Logos comes from the Greek
world in which 700 years before the birth of Jesus philosophers spoke of a
rational and spiritual power that permeated the universe from its very
creation. The Greeks saw the logos as providence, nature, god, the soul
of the universe. The Greeks believed that the logos was the emanation of
god into a space where nothing previously existed and where it was then put
into order by reason. It was the logos as emanation of god that created
the cosmos and the logos as the ordering principle of the universe that
put it all into place to form the world we know.
We hear
echoes of that Greek thinking in today’s Gospel. Let me reword it using the
Greek word:
In the beginning was
the Logos, and the Logos was with God, and the Logos was God. The Logos was in
the beginning with God. All things came into being through the Logos, without
whom not one thing came into being.
We
Franciscans have long called Creation the First Testament. It is the place
where G_d’s creative power, emanating from the Source of all Being, can readily
be observed by those who have eyes to see.
It is in the Creation that we see the goodness of G-d’s creative power,
the providence that ensures that there is always enough to meet all human need
even as there will never be enough to satisfy human greed.
But the
marvels of Creation alone have never proven sufficient to remind human
creatures of the G-d from which they and all Creation have come. As the Gospel
writers tell us,
“The Logos was in the
world, and the world came into being through him; yet the world did not know
him. The Logos came to what was his own, and his own people did not accept
him.”
It is our
very human tendency to be self-focused and to look only to one another for
affirmation. We often baptize that myopia with the description “common sense.” But
in doing so, we lose sight of our origins. And so, the writers of John’s Gospel
tell us, our Creator sends messengers to humanity to call us to remember the
G-d who resides in the depth of every human soul, the G-d whose image is borne
on the faces of all living beings. G-d knows that it is when we come to see
ourselves as somehow cut off from our holy source that the worst of human
depravity – including that which becomes coded into tyrannical religious
ideologies – comes into being.
In
today’s Gospel reading from John, there are two messengers. The first is John the Baptist. The
writers of John’s Gospel feel it is essential to tell us two things here.

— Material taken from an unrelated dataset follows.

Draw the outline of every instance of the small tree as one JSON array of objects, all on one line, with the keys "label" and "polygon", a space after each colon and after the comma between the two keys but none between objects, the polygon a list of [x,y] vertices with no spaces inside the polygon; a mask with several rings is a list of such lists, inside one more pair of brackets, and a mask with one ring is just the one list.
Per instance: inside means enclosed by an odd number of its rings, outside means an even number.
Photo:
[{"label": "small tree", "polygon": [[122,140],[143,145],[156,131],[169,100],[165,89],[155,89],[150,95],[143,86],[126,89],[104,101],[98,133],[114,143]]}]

First, John the Baptist is G-d’s messenger who has come to tell us to wake up,
to pay attention, something new is happening in the world. He does so
faithfully and pays with his life. But, John is not the final act – he’s just the
warmup. And he points toward Jesus.
This is precisely
the point in the Gospel that we see a decided switch from the abstract
philosophical language of the Greeks to the earthy, material language of the Hebrews:
And
the Logos became flesh and lived among us…
While all
that abstract, ideal language of the Greeks is all fine and good, for the
Hebrew people, the Holy is only taken seriously when it takes material form.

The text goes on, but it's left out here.